Find the pair(s) with the max sum with given constraints

Question

I was recently asked in a job interview to find the max sum across two arrays with given constraints. The question was phrased differently, but it boiled down to what I said above. Nothing was said about the elements being distinct, or the arrays being sorted.

Example:

A = [2000, 3000, 4000, 5000]
B = [6000, 5000, 4000, 1000]
Constraint: A[i] + B[j] <= 7000
Expected Result: (A[0], B[1]), (A[1], B[2])

Note that this isn't the same question as Find the pair across 2 arrays with kth largest sum because of the constraint.

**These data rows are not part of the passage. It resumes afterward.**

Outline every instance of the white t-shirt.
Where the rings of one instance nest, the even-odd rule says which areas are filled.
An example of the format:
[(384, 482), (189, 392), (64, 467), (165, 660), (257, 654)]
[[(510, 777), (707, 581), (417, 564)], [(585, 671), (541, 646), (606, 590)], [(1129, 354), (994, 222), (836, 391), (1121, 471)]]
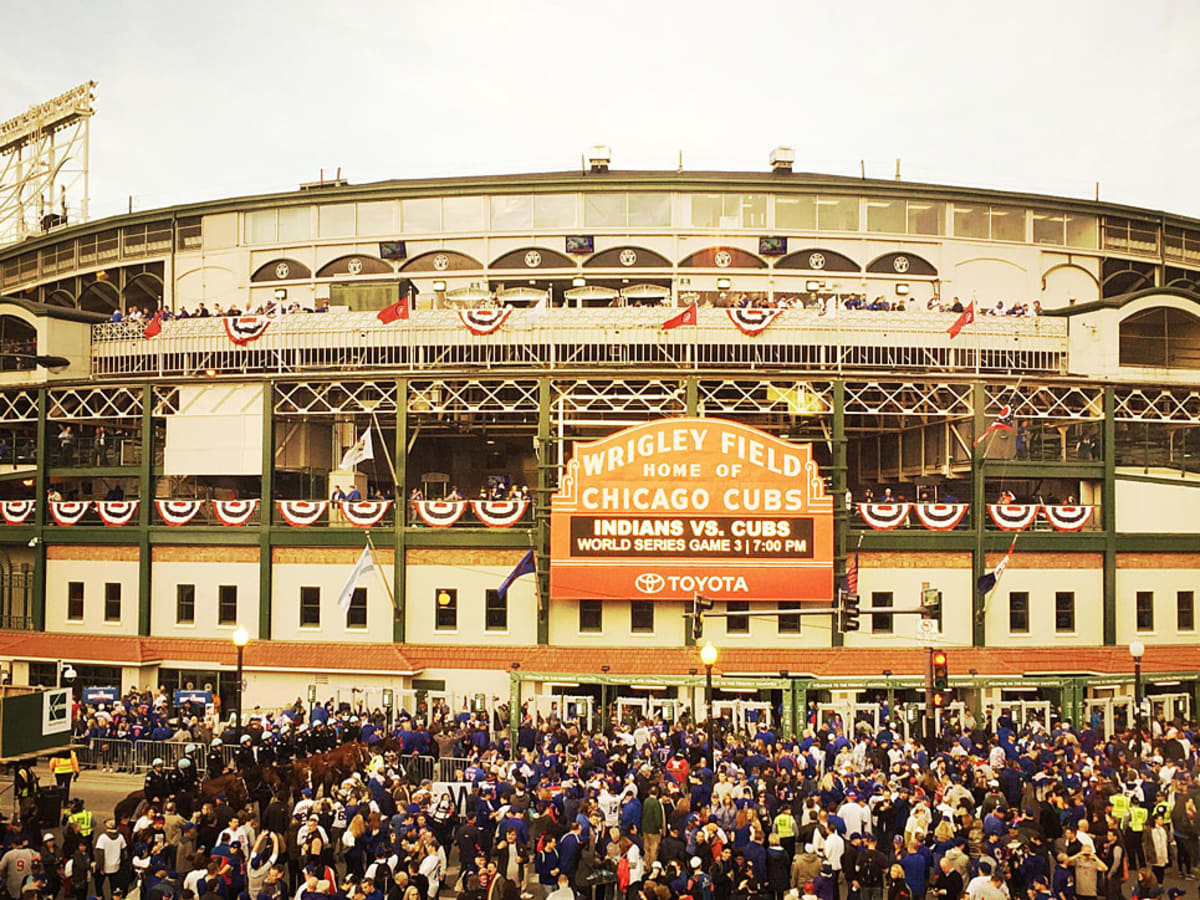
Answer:
[(121, 868), (121, 851), (125, 849), (125, 836), (109, 834), (106, 831), (96, 839), (96, 849), (104, 852), (104, 874), (111, 875)]

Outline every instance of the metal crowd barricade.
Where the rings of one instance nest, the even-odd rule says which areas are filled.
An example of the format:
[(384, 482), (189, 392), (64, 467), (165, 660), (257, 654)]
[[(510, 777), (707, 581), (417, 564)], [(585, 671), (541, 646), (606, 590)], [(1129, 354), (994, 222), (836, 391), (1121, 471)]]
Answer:
[(80, 766), (110, 772), (133, 772), (133, 744), (124, 738), (91, 738), (72, 742)]
[(462, 756), (443, 756), (437, 760), (438, 781), (463, 781), (462, 773), (471, 761)]

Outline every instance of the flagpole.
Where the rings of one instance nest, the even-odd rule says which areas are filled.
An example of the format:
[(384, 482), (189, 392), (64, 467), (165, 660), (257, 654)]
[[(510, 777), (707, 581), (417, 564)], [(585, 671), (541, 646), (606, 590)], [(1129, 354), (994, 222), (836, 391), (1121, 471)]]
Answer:
[(392, 593), (392, 587), (388, 584), (387, 577), (383, 574), (383, 566), (379, 564), (379, 556), (375, 550), (375, 542), (371, 540), (371, 532), (367, 531), (367, 549), (371, 551), (371, 562), (375, 564), (375, 571), (379, 573), (379, 581), (383, 584), (383, 590), (387, 593), (388, 602), (392, 604), (397, 612), (400, 607), (396, 606), (396, 596)]
[[(379, 432), (380, 449), (383, 450), (383, 458), (387, 460), (388, 471), (392, 473), (392, 496), (395, 497), (398, 487), (396, 479), (396, 466), (392, 462), (392, 455), (387, 452), (387, 441), (383, 439), (383, 429), (379, 426), (379, 419), (375, 415), (375, 410), (371, 410), (371, 422), (374, 424), (375, 430)], [(399, 437), (399, 435), (397, 435), (397, 437)]]

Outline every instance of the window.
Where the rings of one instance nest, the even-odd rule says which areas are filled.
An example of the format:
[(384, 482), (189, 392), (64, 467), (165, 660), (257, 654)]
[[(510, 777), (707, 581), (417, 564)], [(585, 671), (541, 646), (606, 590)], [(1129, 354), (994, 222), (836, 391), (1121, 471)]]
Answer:
[(596, 634), (604, 630), (604, 606), (601, 600), (579, 601), (580, 634)]
[(83, 582), (67, 582), (67, 620), (83, 621)]
[(1135, 603), (1138, 631), (1154, 630), (1154, 591), (1138, 591)]
[(279, 210), (279, 240), (312, 240), (312, 207), (287, 206)]
[(946, 204), (931, 200), (909, 200), (908, 233), (945, 234)]
[[(1060, 223), (1061, 225), (1061, 223)], [(1015, 206), (954, 207), (954, 233), (994, 241), (1025, 240), (1025, 210)]]
[(454, 631), (458, 628), (458, 590), (438, 588), (434, 592), (435, 631)]
[(493, 197), (492, 227), (497, 231), (532, 228), (533, 197), (528, 194), (507, 194)]
[(1075, 630), (1075, 592), (1058, 591), (1054, 594), (1054, 630), (1059, 634)]
[(1029, 593), (1011, 591), (1008, 595), (1009, 634), (1029, 634)]
[(110, 581), (104, 585), (104, 621), (121, 621), (121, 585)]
[(533, 198), (534, 228), (574, 228), (579, 221), (575, 194), (536, 194)]
[(321, 237), (350, 237), (354, 234), (354, 204), (322, 206), (317, 213)]
[[(766, 225), (766, 198), (763, 198), (763, 225)], [(630, 226), (643, 228), (666, 227), (671, 224), (670, 194), (630, 194)]]
[(904, 234), (904, 200), (868, 200), (867, 231), (886, 231)]
[(748, 602), (745, 600), (730, 601), (725, 604), (725, 612), (729, 613), (725, 619), (726, 634), (750, 633), (750, 617), (748, 615), (738, 615), (738, 613), (750, 612), (750, 604)]
[(654, 601), (629, 601), (629, 630), (634, 634), (654, 633)]
[(775, 227), (781, 231), (816, 231), (816, 197), (776, 197)]
[(508, 597), (488, 588), (483, 599), (483, 627), (486, 631), (508, 631)]
[(992, 240), (1025, 240), (1025, 210), (1016, 207), (992, 207)]
[(1175, 595), (1175, 627), (1180, 631), (1196, 630), (1196, 595), (1192, 591)]
[[(873, 591), (872, 606), (894, 606), (891, 591)], [(871, 613), (871, 631), (875, 634), (891, 634), (895, 616), (891, 613)]]
[(1139, 222), (1136, 219), (1106, 217), (1104, 249), (1124, 250), (1127, 253), (1157, 253), (1158, 226), (1153, 222)]
[(401, 200), (400, 226), (406, 232), (441, 231), (442, 201), (437, 197)]
[[(779, 604), (780, 609), (794, 609), (795, 603), (784, 601)], [(799, 634), (800, 633), (800, 614), (785, 613), (777, 617), (779, 620), (780, 634)]]
[(1181, 309), (1154, 306), (1121, 322), (1123, 366), (1200, 369), (1200, 318)]
[(246, 213), (246, 243), (268, 244), (275, 240), (275, 210), (256, 209)]
[(196, 624), (196, 586), (194, 584), (175, 585), (175, 624)]
[(822, 197), (817, 201), (821, 231), (858, 231), (857, 197)]
[(958, 237), (986, 238), (988, 236), (987, 207), (955, 204), (954, 233)]
[(390, 200), (358, 204), (358, 233), (392, 234), (396, 230), (396, 207)]
[(583, 224), (600, 228), (625, 224), (624, 194), (585, 194)]
[(692, 194), (692, 225), (696, 228), (766, 228), (767, 195)]
[(486, 197), (447, 197), (442, 201), (442, 220), (447, 231), (483, 231), (487, 228)]
[(321, 627), (321, 589), (319, 587), (300, 588), (300, 627)]
[(223, 584), (217, 588), (217, 624), (236, 625), (237, 585)]
[(347, 628), (367, 627), (367, 589), (355, 588), (350, 595), (350, 607), (346, 610)]

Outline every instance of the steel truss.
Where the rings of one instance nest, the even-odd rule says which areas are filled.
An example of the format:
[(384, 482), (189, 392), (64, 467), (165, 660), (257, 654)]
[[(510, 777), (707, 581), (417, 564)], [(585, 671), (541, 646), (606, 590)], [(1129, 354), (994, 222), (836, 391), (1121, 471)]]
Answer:
[(36, 422), (37, 417), (37, 391), (0, 392), (0, 422)]
[(1117, 422), (1200, 424), (1200, 390), (1118, 387), (1113, 400)]
[(138, 386), (54, 388), (46, 393), (46, 417), (52, 421), (137, 419), (142, 415), (142, 389)]
[(1073, 419), (1094, 421), (1104, 418), (1104, 389), (1096, 386), (1049, 384), (984, 385), (984, 412), (998, 415), (1012, 406), (1019, 419)]
[(521, 416), (536, 421), (538, 382), (534, 379), (507, 378), (486, 381), (444, 379), (411, 381), (408, 385), (410, 415), (439, 417), (463, 415), (497, 417)]
[(683, 415), (687, 388), (678, 379), (663, 378), (558, 381), (550, 402), (564, 426), (616, 425)]
[(275, 385), (278, 416), (395, 413), (394, 381), (305, 381)]

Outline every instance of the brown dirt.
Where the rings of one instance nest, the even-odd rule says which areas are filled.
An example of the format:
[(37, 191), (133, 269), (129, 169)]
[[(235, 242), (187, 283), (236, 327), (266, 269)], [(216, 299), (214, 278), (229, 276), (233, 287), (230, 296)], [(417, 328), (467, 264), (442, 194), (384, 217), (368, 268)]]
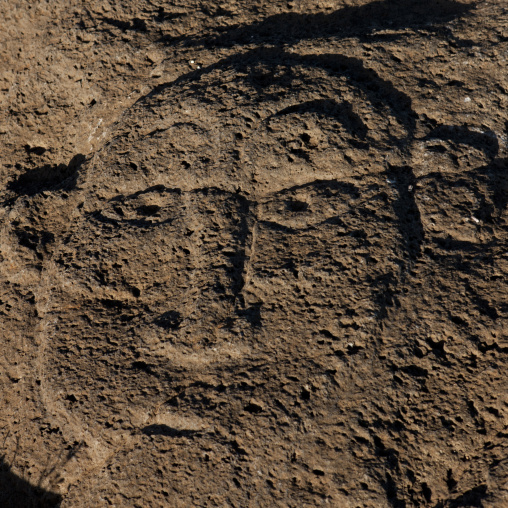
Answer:
[(503, 0), (0, 13), (1, 506), (508, 506)]

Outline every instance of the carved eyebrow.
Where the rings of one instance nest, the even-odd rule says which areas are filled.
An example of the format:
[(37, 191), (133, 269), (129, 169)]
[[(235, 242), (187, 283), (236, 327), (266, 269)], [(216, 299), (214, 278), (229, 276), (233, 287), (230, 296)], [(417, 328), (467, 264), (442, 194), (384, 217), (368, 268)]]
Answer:
[[(371, 104), (379, 104), (381, 98), (382, 104), (388, 107), (393, 116), (404, 125), (409, 138), (416, 130), (418, 115), (412, 108), (411, 97), (396, 88), (391, 81), (382, 78), (375, 70), (366, 67), (360, 58), (345, 56), (340, 53), (299, 55), (277, 47), (252, 49), (226, 57), (199, 71), (184, 74), (170, 83), (154, 88), (145, 97), (140, 98), (137, 104), (141, 105), (144, 100), (155, 99), (158, 95), (163, 94), (165, 90), (184, 83), (191, 84), (192, 90), (189, 93), (193, 97), (204, 100), (208, 89), (211, 86), (218, 86), (219, 81), (220, 83), (223, 81), (221, 78), (217, 80), (217, 83), (212, 82), (208, 83), (207, 86), (203, 86), (199, 81), (202, 76), (231, 67), (237, 73), (240, 71), (246, 73), (244, 75), (240, 73), (240, 75), (241, 79), (247, 82), (254, 76), (256, 64), (264, 64), (268, 68), (274, 68), (277, 64), (281, 64), (288, 70), (295, 66), (302, 66), (307, 69), (317, 68), (324, 70), (330, 77), (343, 76), (352, 86), (361, 90)], [(274, 81), (277, 79), (277, 76), (273, 76)], [(258, 96), (262, 97), (265, 93), (263, 87), (255, 85), (254, 87)], [(333, 98), (330, 97), (330, 99)]]
[[(292, 197), (291, 193), (304, 189), (314, 189), (317, 191), (317, 194), (325, 194), (330, 191), (341, 192), (351, 196), (359, 196), (360, 194), (360, 189), (355, 184), (333, 178), (331, 180), (313, 180), (300, 185), (293, 185), (292, 187), (287, 187), (272, 194), (272, 196), (288, 198)], [(273, 198), (270, 198), (267, 201), (271, 201), (272, 199)]]
[(335, 118), (340, 122), (349, 134), (365, 139), (368, 128), (361, 117), (353, 111), (348, 101), (338, 102), (335, 99), (316, 99), (305, 101), (277, 111), (267, 118), (290, 115), (292, 113), (316, 113), (318, 115)]
[(129, 225), (134, 226), (140, 229), (149, 229), (149, 228), (155, 228), (159, 227), (163, 224), (171, 224), (174, 222), (174, 218), (171, 217), (169, 219), (164, 219), (158, 222), (153, 222), (147, 219), (143, 218), (136, 218), (136, 219), (113, 219), (112, 217), (108, 217), (107, 215), (104, 215), (102, 211), (92, 212), (88, 215), (88, 219), (93, 222), (99, 222), (101, 224), (109, 224), (111, 226), (115, 227), (121, 227), (122, 225)]

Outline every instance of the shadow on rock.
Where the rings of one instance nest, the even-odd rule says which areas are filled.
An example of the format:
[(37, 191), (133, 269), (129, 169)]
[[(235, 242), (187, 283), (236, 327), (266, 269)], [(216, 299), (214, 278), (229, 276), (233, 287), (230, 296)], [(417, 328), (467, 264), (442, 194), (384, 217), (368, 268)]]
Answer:
[(169, 425), (148, 425), (141, 430), (146, 436), (166, 436), (166, 437), (192, 437), (198, 434), (196, 430), (175, 429)]
[(33, 486), (15, 475), (0, 456), (0, 506), (2, 508), (56, 508), (62, 497), (41, 487)]
[(79, 169), (86, 157), (75, 155), (69, 164), (44, 165), (30, 169), (11, 181), (8, 189), (20, 196), (35, 196), (43, 191), (72, 190), (76, 186)]
[[(236, 46), (252, 43), (295, 44), (317, 37), (359, 37), (376, 39), (379, 30), (402, 30), (439, 25), (441, 30), (450, 20), (468, 13), (472, 5), (455, 0), (381, 0), (361, 6), (348, 6), (330, 14), (299, 14), (286, 12), (270, 16), (251, 25), (224, 28), (221, 33), (197, 37), (164, 37), (168, 44)], [(381, 34), (385, 39), (386, 35)], [(464, 41), (461, 41), (464, 42)]]

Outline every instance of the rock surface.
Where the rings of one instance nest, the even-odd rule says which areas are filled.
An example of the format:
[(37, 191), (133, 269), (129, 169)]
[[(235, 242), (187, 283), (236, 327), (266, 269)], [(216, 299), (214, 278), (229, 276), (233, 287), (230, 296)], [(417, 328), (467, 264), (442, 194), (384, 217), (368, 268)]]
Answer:
[(504, 2), (0, 11), (2, 506), (508, 503)]

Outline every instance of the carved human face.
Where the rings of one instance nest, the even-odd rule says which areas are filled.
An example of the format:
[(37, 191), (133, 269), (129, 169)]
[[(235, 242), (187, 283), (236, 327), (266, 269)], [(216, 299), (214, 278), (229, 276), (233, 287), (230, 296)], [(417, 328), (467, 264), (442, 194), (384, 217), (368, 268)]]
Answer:
[[(302, 352), (305, 398), (375, 335), (402, 248), (367, 143), (380, 113), (327, 97), (352, 93), (340, 75), (316, 92), (304, 67), (276, 72), (295, 83), (285, 97), (246, 79), (219, 102), (213, 71), (149, 95), (88, 164), (41, 332), (48, 403), (82, 439), (241, 428), (294, 396), (281, 390)], [(245, 385), (256, 365), (270, 389)]]

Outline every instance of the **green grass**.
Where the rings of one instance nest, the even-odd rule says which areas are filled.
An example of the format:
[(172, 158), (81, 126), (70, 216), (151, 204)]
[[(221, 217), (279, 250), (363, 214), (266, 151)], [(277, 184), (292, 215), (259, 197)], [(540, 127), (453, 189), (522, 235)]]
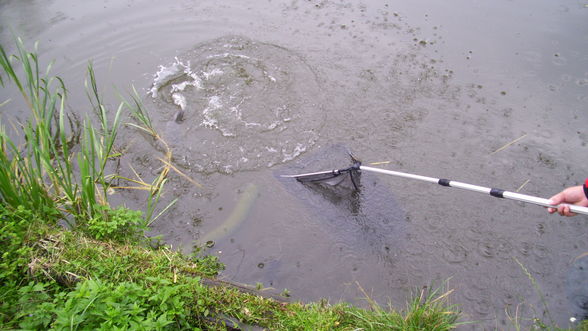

A brute force solution is to take the cartesian product of the 2 arrays, calculate the sum of each pair, filter out the ones greater than 7000, sort, and take the top values that are equal. The time complexity is O(n²). Can we do better?

Answer 1

In the beginning, you should sort two arrays. Then you can use this iteration:

for every number in A:
    perform binary search to find biggest element in B lower than 7000-A

Number you found in binary search is the best number for pairing for current number in array A. You can take maximum of these values(for all iteration on array A).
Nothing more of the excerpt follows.